The blood was splattered up to my elbows when a laugh cut through the almost silent room. It was a laugh that didn’t need a face. I would have recognized it a millennium away, it was that chilling. And menacing.

Pulling the punch that was aimed at the cheek hollow of the guy I was keeping trapped with a fistful of tee-shirt in my other hand, I shoved him away, knowing who I wanted to be taking all this rage out on was behind me. The poor kid slumped to the ground as soon as I let him go, joining eleven others that were being dragged from the makeshift fighting arena.

“Pretty boy can fight,” Ty’s voice snaked through the room. “Gotta say I didn’t see that one coming.” Another laugh, low and lazy—like he thought this unworthy of his attention—exploded into all the silent spaces of the room. “But I suppose the water boy could have done the same against a few guys that were so drunk they couldn’t locate their dicks to take a piss.”
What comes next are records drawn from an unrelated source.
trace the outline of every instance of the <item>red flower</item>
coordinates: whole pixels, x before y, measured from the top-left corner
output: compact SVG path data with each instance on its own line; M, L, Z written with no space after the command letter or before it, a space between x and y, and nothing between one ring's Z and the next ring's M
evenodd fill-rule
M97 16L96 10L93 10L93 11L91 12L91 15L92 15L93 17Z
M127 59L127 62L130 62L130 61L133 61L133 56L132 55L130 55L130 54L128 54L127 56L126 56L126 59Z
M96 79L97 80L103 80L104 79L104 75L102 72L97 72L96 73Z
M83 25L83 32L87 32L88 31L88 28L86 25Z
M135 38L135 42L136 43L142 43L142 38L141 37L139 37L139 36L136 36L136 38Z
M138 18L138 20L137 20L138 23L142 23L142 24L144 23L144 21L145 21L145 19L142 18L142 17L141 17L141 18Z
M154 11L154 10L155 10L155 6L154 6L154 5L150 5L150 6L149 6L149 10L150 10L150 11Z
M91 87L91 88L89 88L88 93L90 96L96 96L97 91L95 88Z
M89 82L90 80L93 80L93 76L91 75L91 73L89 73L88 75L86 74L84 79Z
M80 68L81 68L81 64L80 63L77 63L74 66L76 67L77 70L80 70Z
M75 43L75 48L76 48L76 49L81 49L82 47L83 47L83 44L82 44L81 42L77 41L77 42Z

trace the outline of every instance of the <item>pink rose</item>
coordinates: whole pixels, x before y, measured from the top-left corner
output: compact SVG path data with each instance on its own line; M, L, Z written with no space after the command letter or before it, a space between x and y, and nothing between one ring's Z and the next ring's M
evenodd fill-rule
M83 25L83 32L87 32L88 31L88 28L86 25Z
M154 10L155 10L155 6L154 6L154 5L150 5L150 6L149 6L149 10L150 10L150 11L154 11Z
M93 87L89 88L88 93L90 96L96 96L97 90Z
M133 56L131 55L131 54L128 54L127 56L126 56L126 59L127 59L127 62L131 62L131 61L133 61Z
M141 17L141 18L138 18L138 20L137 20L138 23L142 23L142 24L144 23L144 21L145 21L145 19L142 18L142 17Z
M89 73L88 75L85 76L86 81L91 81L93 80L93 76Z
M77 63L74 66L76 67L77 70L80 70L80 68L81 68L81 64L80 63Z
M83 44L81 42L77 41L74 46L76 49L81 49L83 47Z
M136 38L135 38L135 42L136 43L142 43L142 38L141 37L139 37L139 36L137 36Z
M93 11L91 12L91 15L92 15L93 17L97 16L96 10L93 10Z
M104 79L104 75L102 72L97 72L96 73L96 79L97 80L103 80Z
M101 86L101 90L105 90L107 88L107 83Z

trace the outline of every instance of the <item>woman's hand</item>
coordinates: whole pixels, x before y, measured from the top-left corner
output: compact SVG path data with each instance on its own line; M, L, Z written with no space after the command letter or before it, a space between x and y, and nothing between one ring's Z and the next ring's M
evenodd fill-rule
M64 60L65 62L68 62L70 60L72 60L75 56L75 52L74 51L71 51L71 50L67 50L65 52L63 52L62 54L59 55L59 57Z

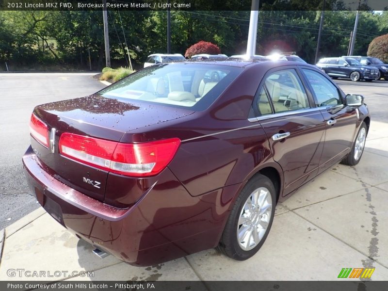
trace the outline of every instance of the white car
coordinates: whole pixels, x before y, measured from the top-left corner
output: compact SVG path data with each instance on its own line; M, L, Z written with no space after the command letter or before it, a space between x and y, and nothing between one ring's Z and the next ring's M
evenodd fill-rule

I wasn’t sure when a dozen men became classified as a few. I must have missed that memo. “I see your manners are still as confused as your sexuality,” I said, grinning at him in mock innocence.

Ty Steel wasn’t a man who could take a joke, as was evident from the red hulk trembling before me. I’d learned from my psych course that a person sensitive to a personal jest was insecure and likely harbored a belief that he or she was exactly what the jest was implying. Was I to assume, given Ty’s reaction, that he was indeed confused about his sexuality? I didn’t really believe it, but man, it gave me a good laugh thinking about it.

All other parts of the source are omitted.